Do You Curse?

I turned the mailman into a newt. Does that count?
 
By the way, how bad the f-word is considered in English? There is a bit of disagreement among movie translators how this word should be translated into Russian.
Most translators use fairly mild words to interpret it, but others use extreme profanities, which often put a movie into 18+ category.

In my opinion, it is an extreme profanity in almost all contexts*, but has been so overused it has lost all impact or meaning. The translators *should* have a problem figuring out what to do with it :)
*"Wanna F?" is perfectly fine in private between intimate partners. :banana: And there might be some legitimate doctor-patient uses for the word for patients with limited vocabulary. That's all I can think of, but I'm not very imaginative.
 
By the way, how bad the f-word is considered in English? There is a bit of disagreement among movie translators how this word should be translated into Russian.
Most translators use fairly mild words to interpret it, but others use extreme profanities, which often put a movie into 18+ category.

It is generally considered one of the more severe, but it still depends on context. In some national, cultural, social contexts it's mild punctuation and a general purpose intensifier. In others it's a harsh term of abuse.

By default, it's only considered less impactful than certain racial epithets and c***.
 
Yes, it's a bit confusing that the word is used in songs and movies quite often, which supposedly puts it into mild category, but in some other contexts it's much more severe.
 
All the fudging time. Except on CFC.
 
It's very dependant on with whom I'm speaking.

digression: if I weren't on CFC, I would have written dependant on who I'm speaking with, but this place feels more formal so I change my tune to it

Anyway. I'll swear when talking to my mom, brother, wife or nieces. All words are used casually. Rest of family? Conscious self-censorship. Friends? Without fail, I'm gonna say the f word once a paragraph.

I don't swear when angry. Anger is to be channeled and swearing disperses some of it.
 
Like a longshoreman. Especially when I'm tuning up someone.

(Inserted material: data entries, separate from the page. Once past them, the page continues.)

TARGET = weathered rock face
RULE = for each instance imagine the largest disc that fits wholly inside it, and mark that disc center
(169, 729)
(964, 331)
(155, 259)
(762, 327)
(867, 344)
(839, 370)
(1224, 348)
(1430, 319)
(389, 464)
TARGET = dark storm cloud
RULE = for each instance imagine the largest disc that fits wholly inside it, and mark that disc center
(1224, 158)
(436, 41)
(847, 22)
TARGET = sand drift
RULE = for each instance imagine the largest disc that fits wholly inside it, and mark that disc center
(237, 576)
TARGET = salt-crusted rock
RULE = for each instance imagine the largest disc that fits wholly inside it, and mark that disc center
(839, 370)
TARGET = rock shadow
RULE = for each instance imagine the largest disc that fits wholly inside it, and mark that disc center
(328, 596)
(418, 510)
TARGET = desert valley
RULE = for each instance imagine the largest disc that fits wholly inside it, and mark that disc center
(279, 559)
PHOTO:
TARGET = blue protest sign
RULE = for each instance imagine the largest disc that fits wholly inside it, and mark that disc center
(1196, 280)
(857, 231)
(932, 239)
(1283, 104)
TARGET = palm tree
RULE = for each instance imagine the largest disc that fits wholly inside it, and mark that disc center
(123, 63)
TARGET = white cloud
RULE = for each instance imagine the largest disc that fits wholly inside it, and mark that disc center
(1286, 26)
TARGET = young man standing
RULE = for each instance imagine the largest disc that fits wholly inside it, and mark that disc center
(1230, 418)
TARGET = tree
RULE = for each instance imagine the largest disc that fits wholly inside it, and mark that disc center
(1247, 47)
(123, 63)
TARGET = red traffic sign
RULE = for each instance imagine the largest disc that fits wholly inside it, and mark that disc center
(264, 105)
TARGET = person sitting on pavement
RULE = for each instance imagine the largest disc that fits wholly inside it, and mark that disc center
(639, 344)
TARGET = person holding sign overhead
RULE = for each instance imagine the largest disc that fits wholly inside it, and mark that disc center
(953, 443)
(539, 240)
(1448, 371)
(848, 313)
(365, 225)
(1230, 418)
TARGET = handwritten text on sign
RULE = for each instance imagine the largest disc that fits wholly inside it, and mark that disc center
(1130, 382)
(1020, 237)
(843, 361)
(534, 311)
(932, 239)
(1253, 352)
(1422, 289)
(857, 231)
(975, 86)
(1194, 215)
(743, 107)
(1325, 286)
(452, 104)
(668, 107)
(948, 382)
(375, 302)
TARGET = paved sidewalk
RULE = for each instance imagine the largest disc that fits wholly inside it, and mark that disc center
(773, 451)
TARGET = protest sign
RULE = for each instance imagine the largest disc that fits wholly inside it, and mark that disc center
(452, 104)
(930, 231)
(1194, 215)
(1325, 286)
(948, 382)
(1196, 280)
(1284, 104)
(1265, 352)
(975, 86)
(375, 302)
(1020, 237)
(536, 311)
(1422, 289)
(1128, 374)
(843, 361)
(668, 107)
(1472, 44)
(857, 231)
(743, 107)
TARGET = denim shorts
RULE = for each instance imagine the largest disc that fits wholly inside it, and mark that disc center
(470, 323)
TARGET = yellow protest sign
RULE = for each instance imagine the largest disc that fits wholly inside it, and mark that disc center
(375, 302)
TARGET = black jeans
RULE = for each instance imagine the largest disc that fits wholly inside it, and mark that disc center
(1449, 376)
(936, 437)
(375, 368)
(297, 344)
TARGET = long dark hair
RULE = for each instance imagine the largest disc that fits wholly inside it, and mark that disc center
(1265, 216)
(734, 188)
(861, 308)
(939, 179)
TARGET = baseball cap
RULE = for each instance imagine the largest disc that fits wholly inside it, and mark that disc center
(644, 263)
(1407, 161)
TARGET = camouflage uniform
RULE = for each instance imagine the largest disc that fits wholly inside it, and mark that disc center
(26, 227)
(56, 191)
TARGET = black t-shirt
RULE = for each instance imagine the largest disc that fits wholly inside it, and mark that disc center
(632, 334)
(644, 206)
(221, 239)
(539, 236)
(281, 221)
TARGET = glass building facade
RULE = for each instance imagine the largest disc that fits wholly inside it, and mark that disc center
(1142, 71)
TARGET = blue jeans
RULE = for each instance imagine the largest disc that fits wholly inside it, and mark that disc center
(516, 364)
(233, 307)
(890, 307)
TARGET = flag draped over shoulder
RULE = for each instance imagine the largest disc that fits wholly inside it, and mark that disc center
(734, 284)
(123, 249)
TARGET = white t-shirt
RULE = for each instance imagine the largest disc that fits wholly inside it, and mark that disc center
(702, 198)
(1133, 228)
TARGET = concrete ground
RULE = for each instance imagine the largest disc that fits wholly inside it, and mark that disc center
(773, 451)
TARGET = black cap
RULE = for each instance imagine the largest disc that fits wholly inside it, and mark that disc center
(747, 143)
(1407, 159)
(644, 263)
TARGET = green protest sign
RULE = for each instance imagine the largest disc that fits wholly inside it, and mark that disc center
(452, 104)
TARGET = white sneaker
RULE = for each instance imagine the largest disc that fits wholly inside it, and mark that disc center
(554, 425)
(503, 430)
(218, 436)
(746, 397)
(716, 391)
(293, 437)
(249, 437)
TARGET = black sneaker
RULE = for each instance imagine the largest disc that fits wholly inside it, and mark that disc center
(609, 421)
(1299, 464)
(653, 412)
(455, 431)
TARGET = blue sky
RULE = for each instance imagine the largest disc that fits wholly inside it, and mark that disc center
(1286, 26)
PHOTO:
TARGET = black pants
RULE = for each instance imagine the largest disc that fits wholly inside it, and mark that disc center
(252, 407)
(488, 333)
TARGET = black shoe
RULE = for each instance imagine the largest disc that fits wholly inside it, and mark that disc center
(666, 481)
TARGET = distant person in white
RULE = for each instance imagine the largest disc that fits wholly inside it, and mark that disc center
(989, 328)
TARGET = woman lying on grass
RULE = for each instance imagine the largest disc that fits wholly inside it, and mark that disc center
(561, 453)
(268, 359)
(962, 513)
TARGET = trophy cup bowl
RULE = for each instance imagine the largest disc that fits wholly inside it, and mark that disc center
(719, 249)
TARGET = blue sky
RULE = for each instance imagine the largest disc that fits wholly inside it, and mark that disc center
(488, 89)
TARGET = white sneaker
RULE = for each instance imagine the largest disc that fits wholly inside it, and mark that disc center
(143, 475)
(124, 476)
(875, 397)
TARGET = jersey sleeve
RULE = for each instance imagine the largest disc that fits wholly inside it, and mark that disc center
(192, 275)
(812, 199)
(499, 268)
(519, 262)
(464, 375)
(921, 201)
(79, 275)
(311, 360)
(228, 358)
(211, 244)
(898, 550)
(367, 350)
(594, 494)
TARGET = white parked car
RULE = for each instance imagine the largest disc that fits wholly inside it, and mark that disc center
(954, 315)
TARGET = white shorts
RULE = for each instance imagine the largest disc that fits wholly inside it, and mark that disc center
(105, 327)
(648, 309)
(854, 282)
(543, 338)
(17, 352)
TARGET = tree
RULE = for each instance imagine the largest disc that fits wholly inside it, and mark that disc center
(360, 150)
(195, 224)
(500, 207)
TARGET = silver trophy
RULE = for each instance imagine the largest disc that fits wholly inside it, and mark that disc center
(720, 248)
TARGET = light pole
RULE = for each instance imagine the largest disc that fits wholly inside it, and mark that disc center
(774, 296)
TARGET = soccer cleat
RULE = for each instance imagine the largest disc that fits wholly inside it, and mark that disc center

I don't swear professionally or go beyond mild epithets here on CFC, but I can unleash a tirade that would make the average sailor blush if I'm pissed off.
 
Like a longshoreman. Especially when I'm tuning up someone. I don't swear professionally or go beyond mild epithets here on CFC, but I can unleash a tirade that would make the average sailor blush if I'm pissed off.

I'm interested in some sort of bet here. I just can't think what the stakes would be if you did succeed in making me blush.
 
:lol:

Oh I know what you're thinking, but no, you can't watch.
 
Not in public. From early on I associated swearing with low intellect, likely because elementary school kids clearly didn't even know what the terms meant but used them as some kind of tool or weapon. So to me it was a bit like apes having discovered a stick, or perhaps more a prehistoric half-ape shaman waving a magical stick.
That said, this impression didn't help me, cause my never swearing did attract the attention of the apes other kids :)
 
As if banning (literally «cursing») is any better? :p
I don't know the etymology of curse but banning/bannskap stems from the old norse word bann which means forbidden. Which I think makes a little more sense.
 
AT work, very seldom. When my staff hears me do it, they duck for cover because they know someone screwed up and I'm hunting for bear.

At home, usually only when I hurt myself doing something stupid.